Long story short, it looks like Flourish + Betta Spa are probably too heavy a nutrient load, at least for my new system with one Anubias nana.


----------



## Stone (Jan 6, 2013)

Your Ph is fine I know they give specific numbers for a species of fish,but all fish can tolerate a full point higher or lower and more depending on the fish, the number they give for Ph is usually for spawning, and to lower the Ph you will need to add acid basically that will have to eat up the buffer first (kh) you could rebuffer it once you get it down but yeah messing with the Ph is not something you should do without a really good understanding of chemistry, if you want to lower Ph is best to just change your water source or to go with a RO system (reverse osmosis) or you can mix distilled water to lower it as well distilled is usually slightly acidic but it will have to eat through the buffer again but will slightly lower the Ph the next choice is to add peat moss to your filter for a natural solution as well as a piece of driftwood in the tank can help, but again your Ph is just fine I would not mess with it at all there is no need to, the old saying comes to mind "don't fix what is not broken"


----------



## TurtleBarb (May 9, 2013)

Thanks, Stone.
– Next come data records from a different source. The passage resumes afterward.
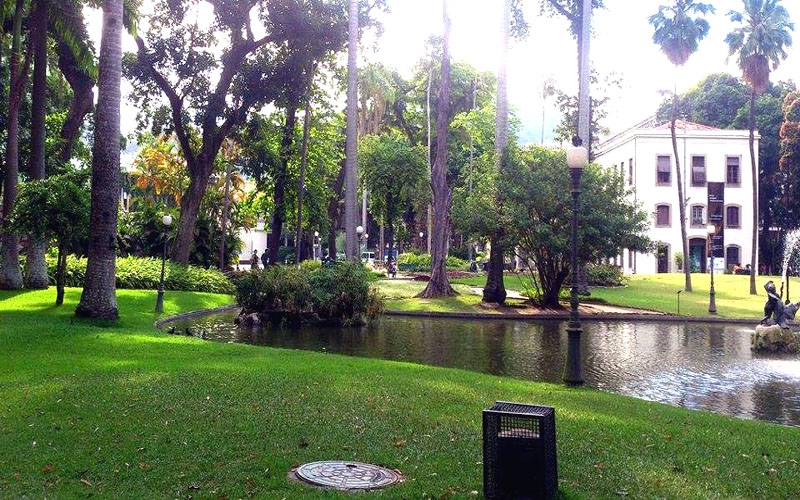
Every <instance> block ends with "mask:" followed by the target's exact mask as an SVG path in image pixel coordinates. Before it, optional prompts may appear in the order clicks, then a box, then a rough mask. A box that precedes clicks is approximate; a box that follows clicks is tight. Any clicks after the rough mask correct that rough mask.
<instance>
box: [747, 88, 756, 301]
mask: <svg viewBox="0 0 800 500" xmlns="http://www.w3.org/2000/svg"><path fill="white" fill-rule="evenodd" d="M747 121H748V126H749V128H750V172H751V174H752V176H753V239H752V243H751V245H752V247H751V248H752V250H751V255H750V269H751V271H750V295H757V294H758V292H757V290H756V275H757V274H758V265H757V264H758V167H757V166H756V150H755V140H756V139H755V129H756V91H755V87H754V88H753V89H752V91H751V93H750V116H749V117H748V119H747Z"/></svg>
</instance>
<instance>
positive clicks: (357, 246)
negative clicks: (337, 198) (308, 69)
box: [344, 0, 359, 260]
mask: <svg viewBox="0 0 800 500" xmlns="http://www.w3.org/2000/svg"><path fill="white" fill-rule="evenodd" d="M348 6H349V11H348V15H349V26H348V30H349V33H348V48H347V140H346V142H345V162H346V163H345V182H344V183H345V193H344V194H345V198H344V229H345V243H344V246H345V256H346V258H347V259H349V260H356V259H358V258H359V255H358V246H359V242H358V235H357V234H356V226H357V225H358V207H357V206H356V189H357V184H356V183H357V182H358V163H357V161H356V153H357V150H358V137H357V136H358V64H357V57H358V0H349V4H348Z"/></svg>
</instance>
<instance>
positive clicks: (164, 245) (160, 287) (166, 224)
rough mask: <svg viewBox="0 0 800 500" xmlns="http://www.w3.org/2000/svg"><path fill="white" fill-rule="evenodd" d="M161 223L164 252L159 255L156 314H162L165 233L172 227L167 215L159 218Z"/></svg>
mask: <svg viewBox="0 0 800 500" xmlns="http://www.w3.org/2000/svg"><path fill="white" fill-rule="evenodd" d="M161 222H162V223H163V224H164V251H163V253H162V254H161V279H160V280H159V281H158V297H157V298H156V312H164V266H165V265H166V263H167V241H168V240H169V238H168V237H167V236H168V235H167V231H168V230H169V226H170V225H172V216H171V215H169V214H167V215H165V216H163V217H161Z"/></svg>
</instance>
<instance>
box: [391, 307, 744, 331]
mask: <svg viewBox="0 0 800 500" xmlns="http://www.w3.org/2000/svg"><path fill="white" fill-rule="evenodd" d="M384 314H386V315H387V316H417V317H432V318H453V319H481V320H483V319H508V320H514V321H564V320H568V319H569V311H568V310H565V311H564V312H547V313H545V314H519V315H516V314H499V313H458V312H431V311H391V310H387V311H384ZM580 319H581V321H582V322H583V321H587V322H588V321H609V320H630V321H665V322H670V323H726V324H737V325H754V326H753V327H754V328H755V325H757V324H758V319H747V318H725V317H719V316H708V317H706V316H676V315H672V314H661V313H636V312H631V313H594V314H583V315H581V318H580Z"/></svg>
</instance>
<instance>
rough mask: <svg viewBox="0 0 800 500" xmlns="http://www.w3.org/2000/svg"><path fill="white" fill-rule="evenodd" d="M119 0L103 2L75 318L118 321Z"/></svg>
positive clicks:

I agree. I'm not going to mess with it. I've actually had quite a few chemistry courses, but I'm having trouble remembering any of it a decade later. Use it or lose it. I'm going to keep life simple by leaving pH alone. The Betta Spa does a little, and I plan to switch to IAL when they arrive in a few weeks.


----------



## Stone (Jan 6, 2013)

IAL will drop the ph a bit too but slowly over time, thats the other thing you would have to adjust the ph before you put it in the tank with the fish, it is a real headache


----------



## TurtleBarb (May 9, 2013)

Thanks, Stone. The things you said were enough to begin to jog my memory about buffering capacity. 
Since the Betta Spa raises the KH of the spring water from 2 to 5, that means it increases its buffering capacity. I like that. Plus it's supposed to confer some health benefits. And I can use a measured dose of it for consistency. So I'll stick with the Betta Spa, and stay away from IAL for now.


----------